Cluster analysis or clustering (Driver & Kroeber 1932) is a statistical tool that groups a set of observations in such a way that the observations in the same cluster are more similar to each other than to those in other clusters. The first step in cluster analysis is to decide the characteristics or features that are used to group the observations. Then you need to decide on the procedure to form the clusters of observations.
Many different approaches exist to form clusters, including:
- hierarchical clustering methods, which recursively aggregate or divide according to some metric of similarity or dissimilarity among the observations
- k-means or fuzzy k-means clustering, which seeks to find the k clusters with the greatest separation in multivariate feature space
- other model-based clustering approaches, which seek to define clusters so that observations in the same cluster most likely belong to the same distribution.
There is no simple guidance to select a clustering method. It often makes sense to try multiple methods. If clusters persist across different methods, then it is more likely that those clusters are unique in some way.
Analysis of similarities (ANOSIM), a modification and generalisation of the Mantel test (Mantel 1967) for 2 groups with real values of distance between observations, is a distribution-free method that directly tests whether there is a significant difference (either in location or dispersion) between 2 or more sampled groups by using the ranks of distance.
The test statistic established is the difference between the mean between-groups and within-groups rank dissimilarities, which is similar to a correlation coefficient.
However, distances are not independent of each other. Changing the position of one observation will change its distances to all the other observations. So you cannot simply use the correlation to determine its statistical significance. Instead, the significance of the statistic is assessed by permuting the group vector to obtain its empirical distribution under the null hypothesis model and comparing the calculated value of the test statistic with the empirical distribution.
Like other distance-based methods, ANOSIM is affected by the similarity index used. For ecological application, discussions can be found in Clark et al. (2006a, 2006b).
Sometimes it is necessary to discriminate variables between 2 groups and identify the variables that explain the similarity or dissimilarity.

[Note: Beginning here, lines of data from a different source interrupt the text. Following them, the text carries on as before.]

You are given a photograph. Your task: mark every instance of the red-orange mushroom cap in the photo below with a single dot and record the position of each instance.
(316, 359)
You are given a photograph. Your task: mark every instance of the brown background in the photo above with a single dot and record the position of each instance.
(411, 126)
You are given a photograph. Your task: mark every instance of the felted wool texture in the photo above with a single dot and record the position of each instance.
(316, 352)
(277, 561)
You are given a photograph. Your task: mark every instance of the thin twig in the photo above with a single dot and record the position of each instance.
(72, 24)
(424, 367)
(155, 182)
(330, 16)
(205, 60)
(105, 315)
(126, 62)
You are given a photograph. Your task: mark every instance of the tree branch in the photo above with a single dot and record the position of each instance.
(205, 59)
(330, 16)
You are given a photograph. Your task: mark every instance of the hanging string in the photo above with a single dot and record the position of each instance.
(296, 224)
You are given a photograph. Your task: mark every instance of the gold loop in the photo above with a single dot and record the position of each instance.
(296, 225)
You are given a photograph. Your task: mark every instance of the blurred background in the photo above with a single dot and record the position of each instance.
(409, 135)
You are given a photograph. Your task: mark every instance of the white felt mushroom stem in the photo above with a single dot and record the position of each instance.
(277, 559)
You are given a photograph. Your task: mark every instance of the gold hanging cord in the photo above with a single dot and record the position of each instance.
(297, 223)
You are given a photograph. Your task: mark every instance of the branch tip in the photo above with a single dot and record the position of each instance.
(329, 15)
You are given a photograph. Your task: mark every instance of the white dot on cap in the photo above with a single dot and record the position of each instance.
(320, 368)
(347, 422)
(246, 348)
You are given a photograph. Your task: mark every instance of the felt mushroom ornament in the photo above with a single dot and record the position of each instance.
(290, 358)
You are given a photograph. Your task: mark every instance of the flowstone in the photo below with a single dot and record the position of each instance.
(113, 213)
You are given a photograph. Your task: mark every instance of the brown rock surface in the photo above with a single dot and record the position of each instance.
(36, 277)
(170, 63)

Similarity percentage analysis (SIMPER) gives the percentage of the contribution of individual variables to that similarity and the cumulative percentage of contribution so that you know how many variables explain a given level of similarity (Clarke 1993). The analysis of differences between groups by SIMPER can be sensitive to species that are highly variable (Warton et al. 2012).
Multivariate analysis of variance (MANOVA), a multivariate version of the univariate analysis of variance (ANOVA), tests the null hypothesis of no difference in the multivariate centroids among the groups. A number of statistical tests have been designed, such as Wilks’ lambda, the Lawley–Hotelling trace, the Pillai–Bartlett trace and Roy’s largest root. You can obtain the theory and application from a wide range of textbooks. Unfortunately, the validity of MANOVA relies on strong assumptions, including normality of errors, linearity among all dependent variables and homogeneity of variance–covariance matrixes among groups, and also suffers from outliers in the data.
Permutational multivariate analysis of variance (PERMANOVA) is designed to derive a more robust test when the underlying assumptions of MANOVA become invalid, by using permutation to make it distribution-free (Anderson 2001). PERMANOVA works with any distance measure that is appropriate to the data. The permutation idea can be used to include most of the options you would expect from modern ANOVA or MANOVA implementation. Anderson & Walsh (2013) demonstrated its robustness against different assumptions that underpin MANOVA in comparison with ANOSIM and Mantel tests.
It is also of interest to link multivariate biotic patterns to environmental variables (Clarke & Ainsworth 1993). Clarke et al. (2008) tested if the biotic patterns had significant correlation with its environment. A Bray–Curtis dissimilarity matrix among biotic variables is calculated once but all possible subsets of environmental variables are examined using Euclidean distance to examine the extent to which the particular subset of environmental variable has captured the sampled biotic pattern by correlating the matching entries of the 2 resemblance matrixes. As there is almost always a positive rank correlation, there is a strong selection bias if the null hypothesis of zero correlation is carried out, and a permutation needs to be implemented to rectify this selection bias.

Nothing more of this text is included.